Despite her slight size, her master plied the Douse Fish with skill as she hopped her way from headland to headland up the north-western coast of the Grume, so that by mid morning the little vessel made the Gullet where the great Humour river poured into the sea. Two low towers were there, one – the Underend – rising from the muck of the estuarine marshlands of the Sough on the Humour’s western shore, the other – the Over End – lifted upon great foundation-stones out of the very midst of the mighty river’s mouth. Under the watch of these fortalice, the Douse Fish joined several score of other vessels collecting from all compasses of the southern seas and even from far off and more fabled ports, marshalled before the western side of the river-mouth in a loose line stretching out to sea. On their right – to the east and beyond the bastion of Over End – Economous could see as many vessels as were labouring to enter the Humour, coming out of the same, hurried on under the river’s heavy outward push out into wild and open water. He could only marvel at the bizarre and impossible places some of them might be bound for, and felt a sault of joy that he too was on adventure to an alien destination. Squatting upon his rough seat before the helm, Economous stared in wonder at the gathered craft: many many cromsters of a surprising variety of lengths; lines of barges both laden and empty in the draw of iron-clad sheers-drudges; great shallow-draughted prams wide and flat to hold vast cargoes.

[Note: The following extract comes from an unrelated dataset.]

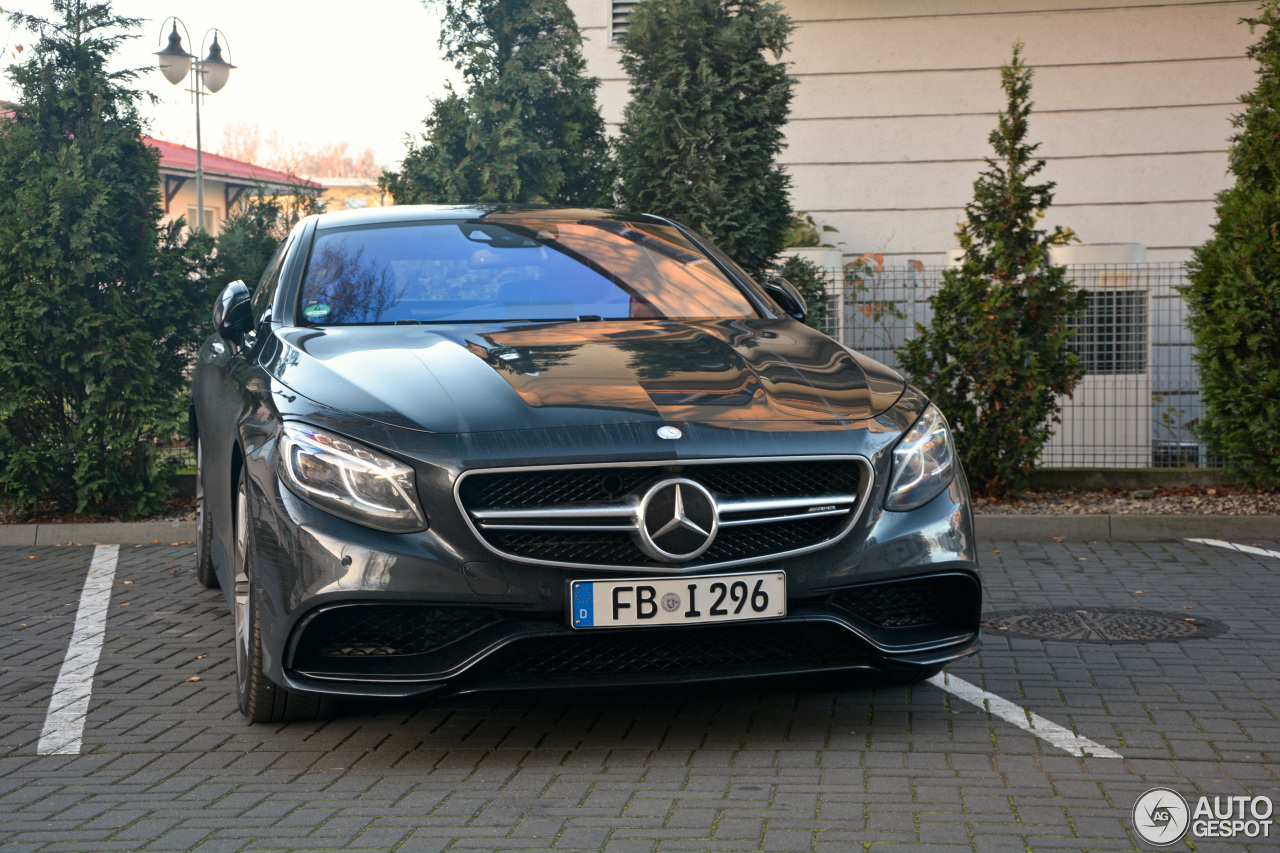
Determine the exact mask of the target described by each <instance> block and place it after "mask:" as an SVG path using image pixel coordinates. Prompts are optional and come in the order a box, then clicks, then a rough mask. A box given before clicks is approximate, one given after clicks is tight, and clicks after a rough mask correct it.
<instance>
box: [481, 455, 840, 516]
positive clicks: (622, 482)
mask: <svg viewBox="0 0 1280 853" xmlns="http://www.w3.org/2000/svg"><path fill="white" fill-rule="evenodd" d="M673 474H681V475H684V476H691V478H692V479H696V480H698V482H700V483H701V484H703V485H705V487H707V488H709V489H710V491H712V492H716V493H717V494H721V496H723V497H742V498H749V497H805V496H809V494H855V493H856V492H858V488H859V484H860V482H861V476H863V466H861V465H860V464H859V462H856V461H851V460H804V461H795V462H792V461H777V462H717V464H689V465H660V466H653V465H637V466H604V467H577V469H553V470H536V471H498V473H488V471H476V473H474V474H471V475H468V476H467V478H466V479H465V480H463V482H462V485H461V487H460V489H458V494H460V497H461V498H462V505H463V506H465V507H466V508H467V510H493V508H499V507H513V506H518V507H547V506H559V505H563V503H593V502H598V501H599V502H603V501H612V500H617V498H618V497H621V496H623V494H627V493H631V492H635V491H637V489H639V488H640V487H641V485H644V484H646V483H649V482H653V480H655V479H660V478H663V476H667V475H673Z"/></svg>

Upon the west of these, closer to shore in the quieter waters kept by the governing shadow of the Under End tower, a makeshift fleet of packets waited – light, two-masted sailers, each with signalling burge flags flying, requesting a tow behind any willing gastriner through the contrary surge of the out-flowing river. There was a time before gastrine vessels when such as these would have had to haul themselves through the churning eddys in their own boats by oar and arm alone. Indeed in these more enlightened times some still might, for though it was proper maritime practice for a gastriner to answer a Request for Towage, it was not – unless in time of open war – an absolute law. For the sailers moored by the Gullet it was a genuine lot-cast as whether a haul would be offered them or not by the masters of the muscle-driven vessels so commonly in their own hurry.

The Douse Fish trod within hailing distance of one such vessel – close enough for Economous to read Emperorfly upon her prow plate – and its master immediately called with great shouts for the cromster to heave to and throw the sailer a cable.

With a curse of, “Pullets and cockerils!” for the delay, Mister Patefract proved himself in some stripe a noble fellow after all and, slowing to a dead crawl had the loose end of the heavy, much-prized rope rowed in the cromster’s sole jollyboat to the needy packet.

Under proper tread again, the Douse Mouse took the weight of the Emperorfly in her stride at first, further into the Gullet she began to struggle against the full and mighty weight of southward pushing flow. With all limbres to the screw, the cromster shuddered as the muscles inside her gastrine boxes strained against the inexorable flow of the dark primordial river pouring into the milky waters of the vinegar sea. Economous clung to the sole mast as Douse Mouse – surely about to shake herself to flinders under her master’s obstinate command – juddered and heaved beneath the young illuminator’s unsteady feet. With a final lurch, the effluent surge let them go and cromster pushed her way into calm of the river proper, pulling a grateful Emperorfly with her. Yet Barge-master Patefract was far from content. Without pause the sour fellow ordered his own towage cable cast loose rather than lose precious moments in its proper retrieval, and so released of the sailer’s weight drove the hard-working craft on.


“We’ll nay make it, we’ll nay make it,” he kept grumbling to himself, determined to make the fortified rivergate of the Spindle before close of day when the fortress watchmen retired for the evening.